Peki, kestirmeden sorayım: Alıyor mu Batılılar bu eskileri? Tek-tük eleştirel sesler çıkıyor tabii ama evet, iyi satıyor bu propaganda. Gülen’in Türkiye’deki “sivil toplum” faaliyetleri için delil peşine düşüyorlar. Söylenecek çok şey var. Başka ülkelerin vatandaşlarını ülkelerinden kaçırıp Gitmo’ya doldururken delil mi aramıştı ABD? Bu insanlara legal bir suçlama bile getirilmediğine göre hâlâ bulunamadı mı delil? Türkiye’de olanlar “makul bir şüphenin” uyanmasına da mı yetmiyor? Hadi nezaketi elden bırakmayayım, “uydurdukları deliller” demeyeyim, elde hiçbir delil olmaksızın koca bir ülkeyi yerle bir eden gücün aklı, bir malikâneyi aramaya da mı ermiyor?
Fakat haksızlık yapmak da istemem. Böyle her koşul altında geçerli bir pozitivizmleri yok Allah için! Katiyyen belge fetişisti filan değiller. Komplo teorilerini şahikaya çıkarıp darbeyi aslında Erdoğan’ın organize ettiğini söyleyenler delil mi arıyor? Delil mi gösteriyor? Maalesef bunların içinde profesyonel tarihçiler de var. Hollandalı yakın dönem Türkiye tarihçisi Erik Jan Zurcher meselâ. Erdoğan’ın darbe yaptırdığını söylüyor! Kanıt sorulunca “Kanıt yok ama böyle” diyor. Tarihçilik ve bilim adına sözün bittiği yerdir.
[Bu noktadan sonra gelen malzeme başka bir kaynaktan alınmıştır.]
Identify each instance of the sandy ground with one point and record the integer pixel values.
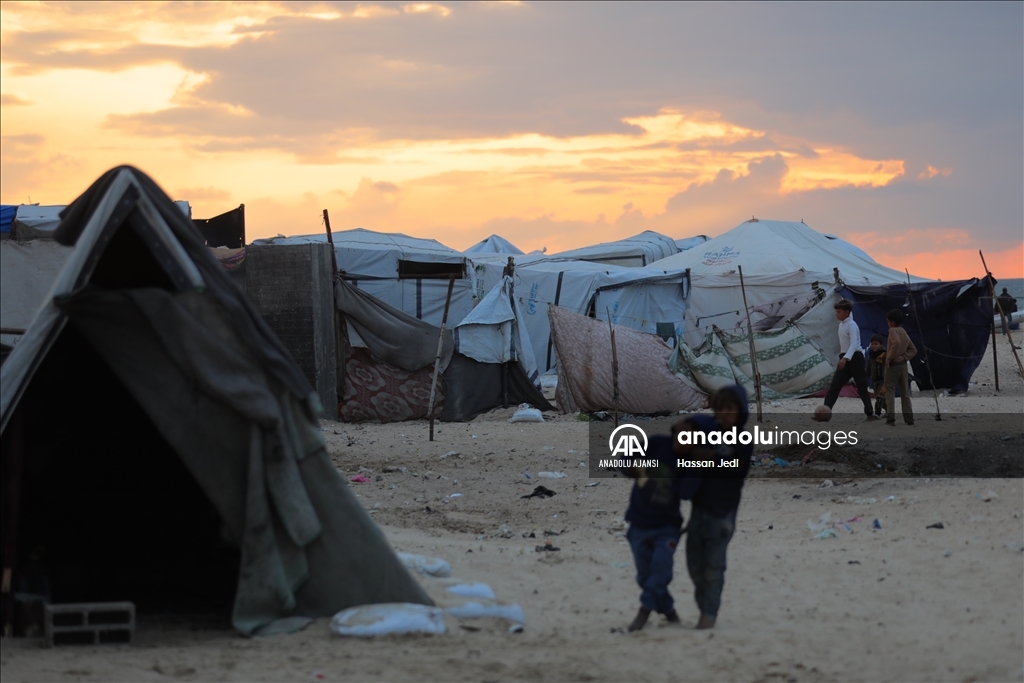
(902, 602)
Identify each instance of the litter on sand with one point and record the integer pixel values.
(432, 566)
(388, 619)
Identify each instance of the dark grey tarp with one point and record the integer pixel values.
(220, 390)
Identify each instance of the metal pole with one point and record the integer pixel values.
(754, 352)
(928, 366)
(614, 368)
(1003, 315)
(437, 358)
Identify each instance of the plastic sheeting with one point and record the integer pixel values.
(646, 385)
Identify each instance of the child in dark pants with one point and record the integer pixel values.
(655, 522)
(713, 518)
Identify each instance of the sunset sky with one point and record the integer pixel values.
(899, 127)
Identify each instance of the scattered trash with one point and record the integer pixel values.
(526, 413)
(388, 619)
(481, 608)
(474, 590)
(431, 566)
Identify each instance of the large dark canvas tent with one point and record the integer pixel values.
(160, 445)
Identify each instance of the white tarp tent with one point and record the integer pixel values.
(496, 244)
(410, 273)
(785, 266)
(637, 251)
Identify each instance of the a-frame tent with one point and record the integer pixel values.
(160, 445)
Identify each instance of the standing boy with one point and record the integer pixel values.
(877, 372)
(655, 522)
(851, 359)
(900, 350)
(713, 517)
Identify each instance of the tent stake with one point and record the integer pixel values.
(1003, 315)
(928, 366)
(614, 368)
(754, 352)
(437, 358)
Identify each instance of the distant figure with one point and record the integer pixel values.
(851, 359)
(877, 372)
(898, 353)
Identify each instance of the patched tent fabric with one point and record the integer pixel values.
(195, 440)
(788, 364)
(948, 322)
(646, 386)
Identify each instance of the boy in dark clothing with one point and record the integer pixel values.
(877, 372)
(713, 518)
(655, 522)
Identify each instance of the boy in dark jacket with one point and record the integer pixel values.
(655, 522)
(713, 518)
(877, 371)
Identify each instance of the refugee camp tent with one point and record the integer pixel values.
(631, 252)
(645, 384)
(389, 360)
(786, 267)
(410, 273)
(494, 245)
(641, 299)
(160, 445)
(948, 322)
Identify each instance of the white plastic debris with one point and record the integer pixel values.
(432, 566)
(474, 590)
(388, 619)
(526, 413)
(480, 608)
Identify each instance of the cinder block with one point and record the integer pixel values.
(90, 623)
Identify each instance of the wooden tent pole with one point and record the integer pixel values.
(928, 366)
(614, 368)
(1003, 315)
(754, 352)
(437, 358)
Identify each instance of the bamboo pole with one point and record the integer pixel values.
(1003, 315)
(754, 352)
(928, 366)
(437, 358)
(614, 369)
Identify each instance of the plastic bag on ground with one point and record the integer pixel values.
(526, 413)
(432, 566)
(388, 619)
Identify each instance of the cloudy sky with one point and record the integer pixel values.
(899, 127)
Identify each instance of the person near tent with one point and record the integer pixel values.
(851, 359)
(877, 372)
(900, 350)
(655, 521)
(713, 515)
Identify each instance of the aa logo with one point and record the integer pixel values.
(629, 441)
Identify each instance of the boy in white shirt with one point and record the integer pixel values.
(851, 359)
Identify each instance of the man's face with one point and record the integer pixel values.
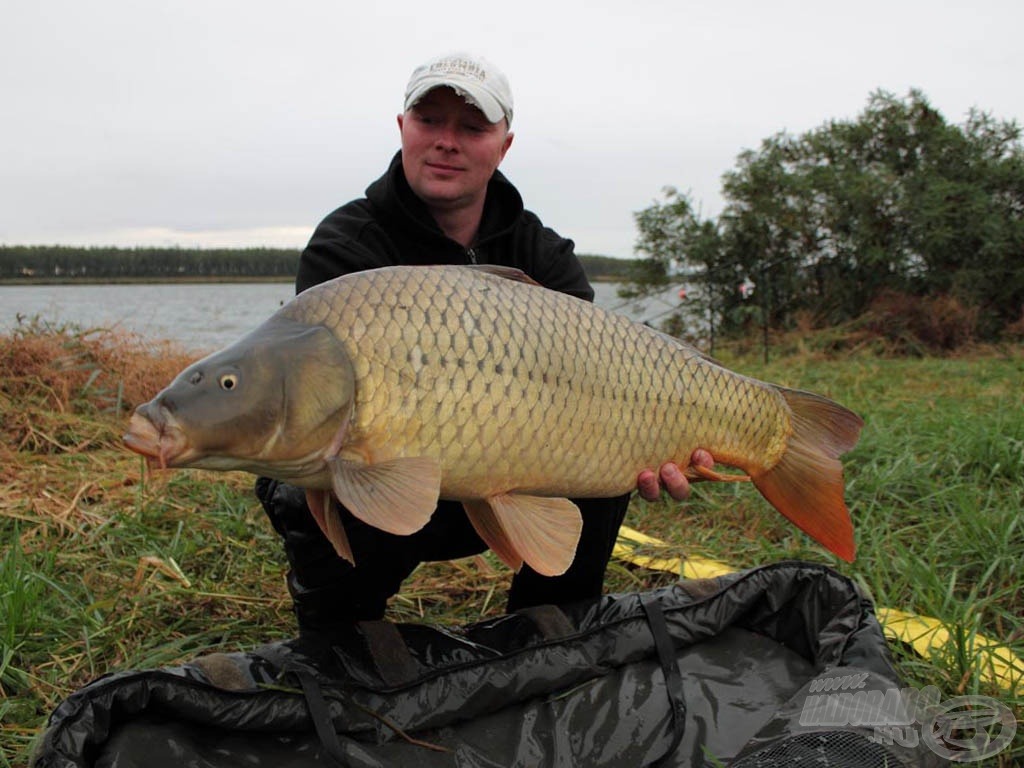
(450, 151)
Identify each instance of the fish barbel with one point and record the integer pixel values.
(391, 388)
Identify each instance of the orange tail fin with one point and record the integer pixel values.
(806, 484)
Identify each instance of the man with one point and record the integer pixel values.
(441, 201)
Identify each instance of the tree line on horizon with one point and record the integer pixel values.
(896, 218)
(71, 263)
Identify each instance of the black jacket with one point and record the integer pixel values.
(392, 226)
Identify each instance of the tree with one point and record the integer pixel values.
(897, 200)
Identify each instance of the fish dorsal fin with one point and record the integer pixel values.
(397, 496)
(508, 272)
(542, 530)
(491, 530)
(329, 518)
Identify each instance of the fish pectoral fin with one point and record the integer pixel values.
(489, 529)
(329, 518)
(397, 496)
(543, 531)
(695, 474)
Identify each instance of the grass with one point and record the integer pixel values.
(105, 568)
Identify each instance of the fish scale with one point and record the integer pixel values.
(577, 385)
(390, 388)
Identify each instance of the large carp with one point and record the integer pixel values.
(391, 388)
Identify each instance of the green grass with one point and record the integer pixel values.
(104, 569)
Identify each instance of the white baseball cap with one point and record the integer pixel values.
(473, 78)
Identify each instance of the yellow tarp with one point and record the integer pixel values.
(926, 635)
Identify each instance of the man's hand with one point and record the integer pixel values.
(671, 476)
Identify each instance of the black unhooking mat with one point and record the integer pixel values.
(705, 673)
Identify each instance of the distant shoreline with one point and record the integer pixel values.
(184, 281)
(137, 281)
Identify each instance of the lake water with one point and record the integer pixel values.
(201, 316)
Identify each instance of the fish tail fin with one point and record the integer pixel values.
(806, 484)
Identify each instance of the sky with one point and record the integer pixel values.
(222, 123)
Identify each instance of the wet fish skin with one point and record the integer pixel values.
(469, 385)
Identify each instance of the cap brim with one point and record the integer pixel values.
(476, 95)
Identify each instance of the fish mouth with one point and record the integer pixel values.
(161, 441)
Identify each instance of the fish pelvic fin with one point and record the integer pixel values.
(396, 496)
(539, 530)
(806, 484)
(329, 518)
(489, 529)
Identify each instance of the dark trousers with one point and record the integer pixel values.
(327, 590)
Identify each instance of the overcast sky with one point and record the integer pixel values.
(224, 123)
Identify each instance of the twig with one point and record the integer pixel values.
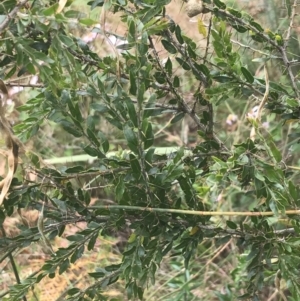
(11, 15)
(13, 264)
(255, 50)
(194, 212)
(184, 106)
(284, 54)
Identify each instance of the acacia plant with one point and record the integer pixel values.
(113, 106)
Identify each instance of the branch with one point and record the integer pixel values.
(184, 106)
(194, 212)
(283, 49)
(12, 14)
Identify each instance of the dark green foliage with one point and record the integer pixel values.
(83, 95)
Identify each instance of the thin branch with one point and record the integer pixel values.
(13, 264)
(184, 106)
(194, 212)
(12, 14)
(255, 50)
(284, 53)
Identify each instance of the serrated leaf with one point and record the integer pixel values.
(51, 10)
(248, 75)
(88, 22)
(178, 35)
(76, 238)
(183, 64)
(64, 266)
(169, 47)
(132, 79)
(231, 225)
(220, 4)
(93, 137)
(176, 81)
(201, 28)
(177, 117)
(92, 242)
(131, 139)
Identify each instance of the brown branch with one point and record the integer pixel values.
(12, 14)
(284, 54)
(184, 106)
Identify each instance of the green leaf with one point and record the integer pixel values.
(248, 75)
(64, 266)
(132, 79)
(220, 4)
(131, 139)
(176, 81)
(51, 10)
(70, 128)
(76, 238)
(178, 35)
(75, 169)
(149, 137)
(231, 225)
(178, 117)
(104, 142)
(169, 47)
(88, 22)
(183, 64)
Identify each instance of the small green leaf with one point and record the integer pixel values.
(64, 266)
(178, 35)
(176, 81)
(248, 75)
(131, 139)
(132, 79)
(75, 169)
(88, 22)
(220, 4)
(169, 47)
(51, 10)
(92, 242)
(104, 142)
(177, 117)
(183, 64)
(231, 225)
(76, 238)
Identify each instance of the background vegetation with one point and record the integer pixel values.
(158, 153)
Geleceğe nasıl bir malzeme kalacak diye başlamıştık. İşte bir belgeyi biraz olsun tahlil etmeye çalıştık. Kolay gelsin geleceğin tarihçisi ama benden sana nasihat, belge geçmişle aynı şey değildir, fetişleştirip bağrına basma. Aklını kullanmaya cesaret et. Bu arada, tarihçiler pek yapmaz ama bir de ufak kehanette bulunayım: Bu dehşetin mimarları öyle daha önceki saf darbeciler gibi yüzlerce hatırat bırakmayacak. “Okulumuzun abisi Mehmet Abi ile maklube yiyorduk, birden; ‘Abi, asıl Meclis’i bombalamak lazım dedim’. Henüz askerî lisedeydim” türü böbürlenmeleri okumayacağız sanırım. Oysa ne büyüleyicidir meselâ 1960’ın darbeci anıları. Bir zihniyeti hiç utanmaksızın sergiler olanca çıplaklığıyla.